While the bill would automatically terminate these emergencies within 30 days, the president could still circumvent Congress by simply re-declaring a national emergency every month.

A spokesperson for Lee's office told Reason that while there's nothing in the senator's bill to prevent this kind of behavior, "such obvious shenanigans would be politically unsustainable."

That's certainly possible. But given that Congressional Republicans largely lack the political will to check Trump's current invocation of national emergency powers (powers many of them think the president shouldn't have in the first place), one wonders if they'll be more willing to check future excesses that still technically conform to the letter of the law.

"The history of these big framework statutes doesn't give you a lot of reason to hope that a new framework statute is going to solve the problem of lack of Congressional will to fight the executive branch on these things," says Gene Healy, Vice President of the libertarian Cato Institute and an expert on presidential powers.
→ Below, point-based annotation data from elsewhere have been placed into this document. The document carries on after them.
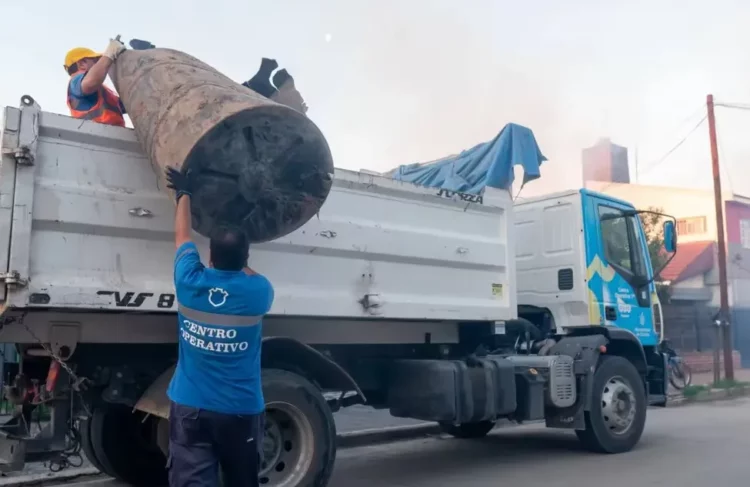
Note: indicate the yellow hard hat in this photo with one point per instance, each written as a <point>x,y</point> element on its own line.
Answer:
<point>78,53</point>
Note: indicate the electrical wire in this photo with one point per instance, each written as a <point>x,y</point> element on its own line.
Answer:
<point>736,106</point>
<point>654,165</point>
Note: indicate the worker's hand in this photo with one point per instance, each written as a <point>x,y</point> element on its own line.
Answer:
<point>180,182</point>
<point>114,49</point>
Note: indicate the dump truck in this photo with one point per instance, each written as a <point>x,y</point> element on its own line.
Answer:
<point>433,304</point>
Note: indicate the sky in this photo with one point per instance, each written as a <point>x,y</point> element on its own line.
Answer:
<point>393,83</point>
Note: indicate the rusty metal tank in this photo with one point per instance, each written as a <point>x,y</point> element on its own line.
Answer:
<point>260,166</point>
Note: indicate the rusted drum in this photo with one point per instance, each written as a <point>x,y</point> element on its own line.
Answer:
<point>260,166</point>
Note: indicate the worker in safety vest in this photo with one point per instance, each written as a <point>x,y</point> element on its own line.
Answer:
<point>88,98</point>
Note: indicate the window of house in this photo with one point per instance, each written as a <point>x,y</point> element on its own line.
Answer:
<point>745,233</point>
<point>695,225</point>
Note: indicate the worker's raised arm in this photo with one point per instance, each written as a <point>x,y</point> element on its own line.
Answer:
<point>181,184</point>
<point>188,268</point>
<point>95,76</point>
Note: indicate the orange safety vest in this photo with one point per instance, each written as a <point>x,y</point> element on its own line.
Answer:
<point>106,110</point>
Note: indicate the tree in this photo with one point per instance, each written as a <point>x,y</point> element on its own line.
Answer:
<point>653,227</point>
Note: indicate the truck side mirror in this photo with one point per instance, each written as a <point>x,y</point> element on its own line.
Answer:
<point>670,237</point>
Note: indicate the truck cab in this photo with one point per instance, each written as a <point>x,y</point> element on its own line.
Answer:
<point>583,260</point>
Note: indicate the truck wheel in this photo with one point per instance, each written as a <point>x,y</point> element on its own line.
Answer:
<point>124,447</point>
<point>88,447</point>
<point>468,430</point>
<point>618,408</point>
<point>299,446</point>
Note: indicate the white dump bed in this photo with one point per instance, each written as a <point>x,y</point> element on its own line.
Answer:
<point>86,226</point>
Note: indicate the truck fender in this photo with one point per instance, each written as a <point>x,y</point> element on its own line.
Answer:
<point>584,345</point>
<point>276,352</point>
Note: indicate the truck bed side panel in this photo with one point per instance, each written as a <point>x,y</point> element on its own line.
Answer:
<point>101,238</point>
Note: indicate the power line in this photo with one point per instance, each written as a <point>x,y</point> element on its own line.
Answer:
<point>736,106</point>
<point>667,154</point>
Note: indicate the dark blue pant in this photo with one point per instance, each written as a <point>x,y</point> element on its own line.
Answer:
<point>201,441</point>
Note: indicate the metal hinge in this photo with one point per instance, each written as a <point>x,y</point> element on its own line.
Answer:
<point>12,278</point>
<point>22,155</point>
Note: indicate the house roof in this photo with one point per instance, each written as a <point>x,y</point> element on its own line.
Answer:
<point>692,259</point>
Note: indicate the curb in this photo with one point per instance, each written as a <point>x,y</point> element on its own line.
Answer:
<point>352,439</point>
<point>357,438</point>
<point>711,395</point>
<point>48,477</point>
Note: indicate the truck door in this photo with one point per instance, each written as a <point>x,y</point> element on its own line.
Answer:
<point>619,268</point>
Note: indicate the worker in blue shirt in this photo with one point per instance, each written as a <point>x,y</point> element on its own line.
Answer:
<point>216,411</point>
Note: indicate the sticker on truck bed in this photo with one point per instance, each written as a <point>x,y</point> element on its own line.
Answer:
<point>497,291</point>
<point>136,300</point>
<point>469,198</point>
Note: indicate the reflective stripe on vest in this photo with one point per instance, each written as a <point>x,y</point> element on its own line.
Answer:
<point>106,110</point>
<point>218,319</point>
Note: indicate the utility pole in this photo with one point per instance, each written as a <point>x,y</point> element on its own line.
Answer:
<point>719,202</point>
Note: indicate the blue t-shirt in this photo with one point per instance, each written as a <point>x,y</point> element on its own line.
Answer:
<point>80,101</point>
<point>220,316</point>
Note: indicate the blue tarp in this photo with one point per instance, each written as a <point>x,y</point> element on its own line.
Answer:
<point>487,164</point>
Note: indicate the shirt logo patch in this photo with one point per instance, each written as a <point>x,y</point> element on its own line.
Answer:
<point>217,297</point>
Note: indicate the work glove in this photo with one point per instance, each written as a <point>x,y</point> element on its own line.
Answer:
<point>261,81</point>
<point>141,45</point>
<point>180,182</point>
<point>287,93</point>
<point>114,49</point>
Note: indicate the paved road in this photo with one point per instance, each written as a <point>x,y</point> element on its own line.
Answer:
<point>693,446</point>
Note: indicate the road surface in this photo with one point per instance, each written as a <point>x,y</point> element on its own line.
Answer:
<point>693,446</point>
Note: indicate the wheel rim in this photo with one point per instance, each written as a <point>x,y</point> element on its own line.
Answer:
<point>618,405</point>
<point>288,446</point>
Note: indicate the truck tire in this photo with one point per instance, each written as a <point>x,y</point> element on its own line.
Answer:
<point>88,447</point>
<point>124,447</point>
<point>468,431</point>
<point>617,417</point>
<point>299,447</point>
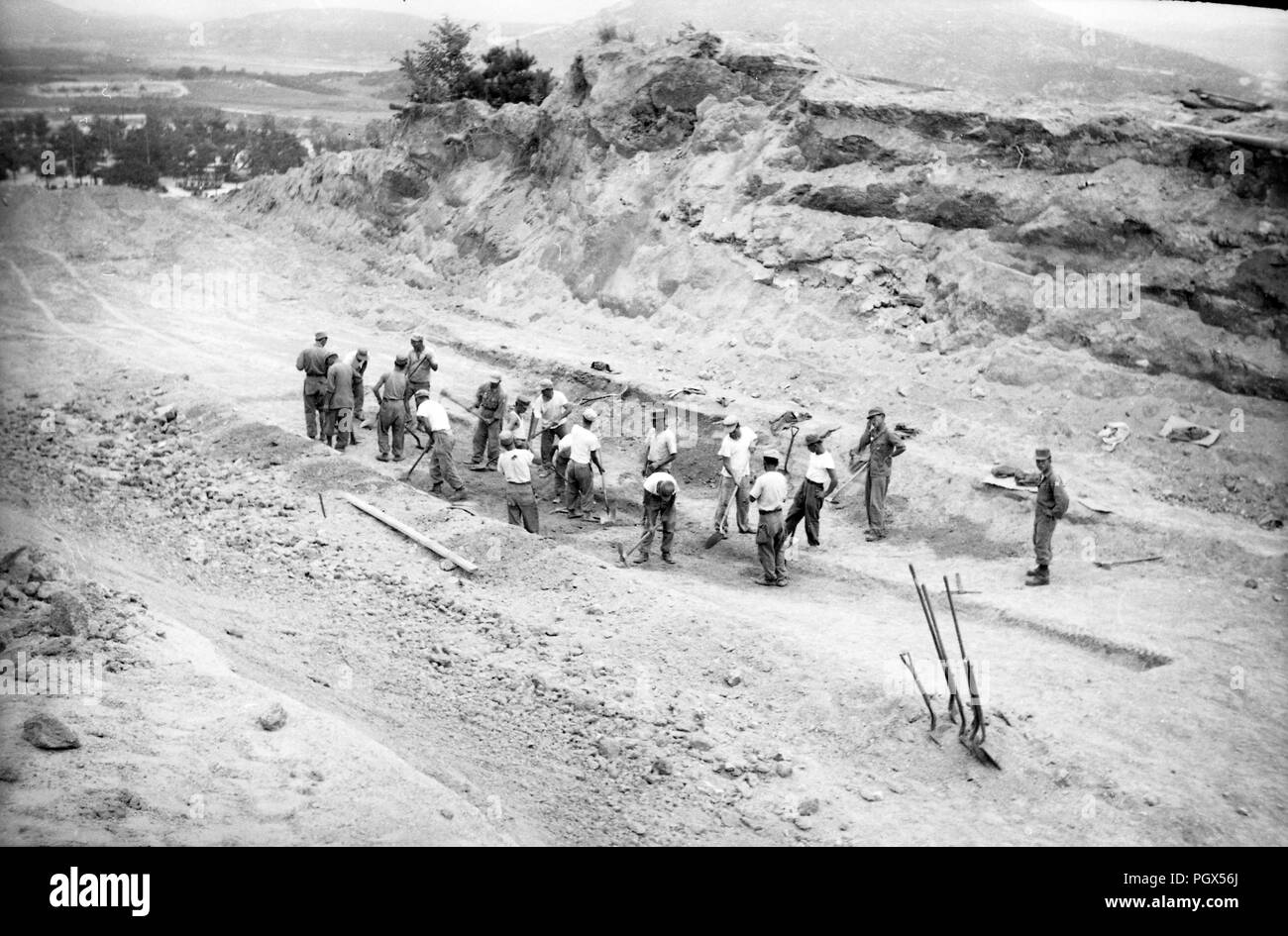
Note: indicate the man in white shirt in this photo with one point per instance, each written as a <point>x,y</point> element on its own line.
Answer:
<point>433,419</point>
<point>554,408</point>
<point>583,452</point>
<point>734,475</point>
<point>515,467</point>
<point>769,493</point>
<point>809,497</point>
<point>660,490</point>
<point>660,446</point>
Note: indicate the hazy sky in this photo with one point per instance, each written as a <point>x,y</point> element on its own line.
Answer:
<point>513,11</point>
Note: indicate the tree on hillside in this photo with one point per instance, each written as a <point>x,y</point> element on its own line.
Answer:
<point>442,67</point>
<point>510,76</point>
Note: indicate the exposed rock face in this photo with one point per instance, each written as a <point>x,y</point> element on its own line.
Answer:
<point>754,189</point>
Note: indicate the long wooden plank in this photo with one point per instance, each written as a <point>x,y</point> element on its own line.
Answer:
<point>432,545</point>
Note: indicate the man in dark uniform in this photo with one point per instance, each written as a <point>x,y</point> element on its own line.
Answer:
<point>1052,503</point>
<point>359,364</point>
<point>391,391</point>
<point>488,407</point>
<point>885,447</point>
<point>339,403</point>
<point>312,361</point>
<point>420,367</point>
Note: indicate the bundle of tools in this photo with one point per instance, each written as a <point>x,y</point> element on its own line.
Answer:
<point>973,738</point>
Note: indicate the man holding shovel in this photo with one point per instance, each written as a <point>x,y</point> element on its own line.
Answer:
<point>885,446</point>
<point>660,490</point>
<point>442,467</point>
<point>1052,502</point>
<point>769,493</point>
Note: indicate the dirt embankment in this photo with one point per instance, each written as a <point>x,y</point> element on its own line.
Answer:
<point>755,191</point>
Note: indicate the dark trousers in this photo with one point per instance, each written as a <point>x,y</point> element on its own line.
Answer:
<point>487,436</point>
<point>1043,528</point>
<point>561,475</point>
<point>658,511</point>
<point>771,538</point>
<point>393,421</point>
<point>549,442</point>
<point>875,497</point>
<point>442,465</point>
<point>806,505</point>
<point>520,506</point>
<point>314,400</point>
<point>580,493</point>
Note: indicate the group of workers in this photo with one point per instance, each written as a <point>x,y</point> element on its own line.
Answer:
<point>505,438</point>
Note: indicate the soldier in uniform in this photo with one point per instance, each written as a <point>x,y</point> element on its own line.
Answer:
<point>885,447</point>
<point>312,361</point>
<point>391,391</point>
<point>339,403</point>
<point>359,364</point>
<point>1052,502</point>
<point>489,410</point>
<point>420,367</point>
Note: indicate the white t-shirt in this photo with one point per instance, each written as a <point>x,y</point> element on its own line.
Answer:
<point>434,413</point>
<point>581,443</point>
<point>657,477</point>
<point>661,445</point>
<point>515,465</point>
<point>738,452</point>
<point>818,467</point>
<point>769,490</point>
<point>552,410</point>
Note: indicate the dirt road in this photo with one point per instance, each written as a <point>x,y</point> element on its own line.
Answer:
<point>554,696</point>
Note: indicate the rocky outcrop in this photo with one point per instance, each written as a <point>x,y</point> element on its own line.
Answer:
<point>752,188</point>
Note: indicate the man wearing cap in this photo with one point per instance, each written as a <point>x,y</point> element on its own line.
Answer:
<point>734,475</point>
<point>312,361</point>
<point>359,364</point>
<point>391,391</point>
<point>488,407</point>
<point>660,490</point>
<point>554,408</point>
<point>520,421</point>
<point>660,446</point>
<point>515,467</point>
<point>810,494</point>
<point>769,494</point>
<point>433,419</point>
<point>583,452</point>
<point>339,403</point>
<point>420,367</point>
<point>1052,502</point>
<point>885,447</point>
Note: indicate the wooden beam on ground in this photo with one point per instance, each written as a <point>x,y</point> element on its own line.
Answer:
<point>432,545</point>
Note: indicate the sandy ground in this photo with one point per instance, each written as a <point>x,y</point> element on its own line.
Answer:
<point>587,703</point>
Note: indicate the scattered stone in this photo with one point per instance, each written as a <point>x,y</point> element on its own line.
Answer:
<point>273,718</point>
<point>68,614</point>
<point>50,733</point>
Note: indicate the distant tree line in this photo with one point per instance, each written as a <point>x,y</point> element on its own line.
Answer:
<point>171,143</point>
<point>443,68</point>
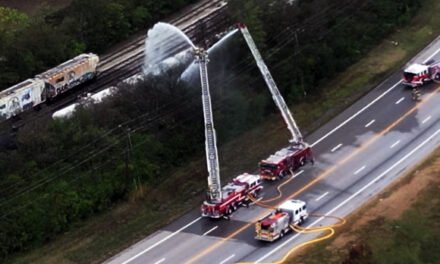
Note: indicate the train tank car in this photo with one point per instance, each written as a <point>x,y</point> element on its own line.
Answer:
<point>69,74</point>
<point>21,97</point>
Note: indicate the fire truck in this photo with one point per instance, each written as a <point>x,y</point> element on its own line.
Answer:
<point>220,202</point>
<point>278,222</point>
<point>418,74</point>
<point>234,194</point>
<point>285,161</point>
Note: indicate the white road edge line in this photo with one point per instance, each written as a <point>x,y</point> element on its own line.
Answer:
<point>210,230</point>
<point>368,105</point>
<point>322,196</point>
<point>395,144</point>
<point>400,100</point>
<point>161,241</point>
<point>312,145</point>
<point>160,261</point>
<point>426,119</point>
<point>359,170</point>
<point>227,259</point>
<point>409,154</point>
<point>336,148</point>
<point>370,123</point>
<point>297,174</point>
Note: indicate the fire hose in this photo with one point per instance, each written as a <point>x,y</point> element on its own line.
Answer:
<point>303,230</point>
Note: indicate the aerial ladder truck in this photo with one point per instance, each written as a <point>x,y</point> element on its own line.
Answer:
<point>220,201</point>
<point>287,160</point>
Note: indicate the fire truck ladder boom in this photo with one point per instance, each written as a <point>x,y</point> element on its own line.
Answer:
<point>214,184</point>
<point>277,97</point>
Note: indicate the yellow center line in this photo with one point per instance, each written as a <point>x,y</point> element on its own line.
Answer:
<point>317,179</point>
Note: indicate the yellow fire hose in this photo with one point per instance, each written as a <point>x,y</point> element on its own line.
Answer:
<point>299,229</point>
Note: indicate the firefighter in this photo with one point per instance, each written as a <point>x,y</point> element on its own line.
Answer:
<point>416,94</point>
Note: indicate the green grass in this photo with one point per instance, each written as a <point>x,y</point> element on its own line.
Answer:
<point>412,238</point>
<point>91,241</point>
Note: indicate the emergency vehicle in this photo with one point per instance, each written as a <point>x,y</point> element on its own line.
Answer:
<point>285,161</point>
<point>418,74</point>
<point>234,194</point>
<point>278,222</point>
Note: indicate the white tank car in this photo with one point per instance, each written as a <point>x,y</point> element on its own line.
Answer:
<point>96,98</point>
<point>21,97</point>
<point>69,74</point>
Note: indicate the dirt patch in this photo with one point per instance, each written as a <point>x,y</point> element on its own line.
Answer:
<point>391,205</point>
<point>33,6</point>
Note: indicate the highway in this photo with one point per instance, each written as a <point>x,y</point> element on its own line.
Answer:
<point>358,154</point>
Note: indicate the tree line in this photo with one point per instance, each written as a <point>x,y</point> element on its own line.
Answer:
<point>61,172</point>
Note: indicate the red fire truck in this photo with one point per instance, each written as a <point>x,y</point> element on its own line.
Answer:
<point>277,223</point>
<point>285,161</point>
<point>418,74</point>
<point>234,194</point>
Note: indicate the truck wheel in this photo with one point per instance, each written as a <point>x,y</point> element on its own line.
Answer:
<point>229,212</point>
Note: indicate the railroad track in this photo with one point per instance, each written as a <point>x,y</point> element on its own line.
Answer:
<point>200,23</point>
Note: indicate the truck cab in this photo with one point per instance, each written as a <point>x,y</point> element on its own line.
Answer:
<point>416,75</point>
<point>278,223</point>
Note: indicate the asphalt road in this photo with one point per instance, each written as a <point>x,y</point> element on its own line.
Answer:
<point>358,154</point>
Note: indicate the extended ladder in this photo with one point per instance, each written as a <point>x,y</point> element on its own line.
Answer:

Healy points to the War Powers Act—which puts limits on the ability of the president to deploy into foreign conflicts without Congressional authorization—as an example of a well-meaning statute that presidents have nevertheless managed to ignore or skirt without repercussion.

Nevertheless, Healy says that Lee's bill is a good first step toward reigning in presidential emergency declarations.

"I think it's a start. It would be better if these things are time-limited," he tells Reason. Healy also praised the bill's requirement that Congress approve an emergency for it to continue. The current National Emergencies Act allows emergencies to continue unless Congress explicitly votes to terminate them.

A more comprehensive approach, says Healy, would be to pare back the powers a president can unlock with an emergency declaration.

A Brennan Center paper from December 2018 found 123 statutory powers the executive can unlock by unilaterally declaring an emergency. There are currently 31 active national emergencies, some of which date back to the Carter Administration.

The New York Times reports that over a dozen Republican senators have said they'd support Lee's bill. House Speaker Nancy Pelosi (D–Calif.) today said that even if the ARTICLE ONE Act passed the senate, she would not bring it up for a vote in the House.